January 2, 2026

Theory Before the API

Went deep into LLMs. Proper deep. Like, sat down with Andrej Karpathy's "Intro to LLMs like ChatGPT" and didn't surface for hours kind of deep. The whole pretraining flow: tokenization (BPE), token embeddings in actual high-dimensional space (not the vague version), transformer layers doing attention, output distributions, softmax sampling. Then post-training, where the magic happens.
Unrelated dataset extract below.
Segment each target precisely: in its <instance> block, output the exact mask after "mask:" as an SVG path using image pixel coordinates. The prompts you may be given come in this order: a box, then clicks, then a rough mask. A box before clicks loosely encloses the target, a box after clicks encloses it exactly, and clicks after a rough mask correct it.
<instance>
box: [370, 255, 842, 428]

RLHF, hallucinations, tool use, fine-tuning. The entire spectrum. Notes checkpoint by checkpoint are here if you want to follow the rabbit holes I went down.

Why? Building on sand sucks. If you're going to touch LLMs, the mental model has to come first. Not the "throw a prompt at the API and pray" version. The actual version. How these things work at the layer-by-layer level. It changes how you think about every problem downstream.
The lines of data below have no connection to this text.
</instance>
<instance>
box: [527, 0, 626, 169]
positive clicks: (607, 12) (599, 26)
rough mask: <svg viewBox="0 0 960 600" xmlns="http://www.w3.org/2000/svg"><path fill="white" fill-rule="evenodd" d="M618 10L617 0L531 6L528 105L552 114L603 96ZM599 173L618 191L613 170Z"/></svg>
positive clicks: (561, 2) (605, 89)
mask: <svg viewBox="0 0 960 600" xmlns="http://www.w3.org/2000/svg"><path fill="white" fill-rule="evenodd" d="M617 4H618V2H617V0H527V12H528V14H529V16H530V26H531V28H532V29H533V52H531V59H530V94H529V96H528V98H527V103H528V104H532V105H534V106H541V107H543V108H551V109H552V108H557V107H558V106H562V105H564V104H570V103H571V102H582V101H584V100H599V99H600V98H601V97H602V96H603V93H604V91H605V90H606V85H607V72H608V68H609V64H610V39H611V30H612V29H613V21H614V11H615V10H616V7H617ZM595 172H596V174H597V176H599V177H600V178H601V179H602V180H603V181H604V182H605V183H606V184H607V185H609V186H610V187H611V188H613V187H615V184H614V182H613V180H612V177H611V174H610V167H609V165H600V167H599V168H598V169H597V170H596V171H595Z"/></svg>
Then I built stuff. POCs first. Started with embeddings generation (OpenAI's text-embedding-3-small), realized I needed to actually understand vector similarity so I implemented cosine vs Euclidean. Set up ChromaDB. Tested different chunking strategies because I was curious (mistake? feature? still unclear). Then glued it all together into an end-to-end RAG pipeline. Experiments are here. Embeddings fundamentals, ChromaDB retrieval patterns, the pipeline. Three solid experiments.

The real takeaway: theory and code don't hold hands. Some chunking strategies look brilliant on a whiteboard. In practice? Garbage. Cosine similarity is elegant. Chunk size selection? Feels like art. Pure vibes. But here's the thing. Once you understand why embeddings work (semantic compression of meaning in vectors), debugging why your search sucks gets way faster. You're not just twiddling parameters hoping something sticks. You know what lever to pull. Also that video made me want to understand RL and DPO and all the weirder stuff that comes after. There's a lot here. Good problems to have.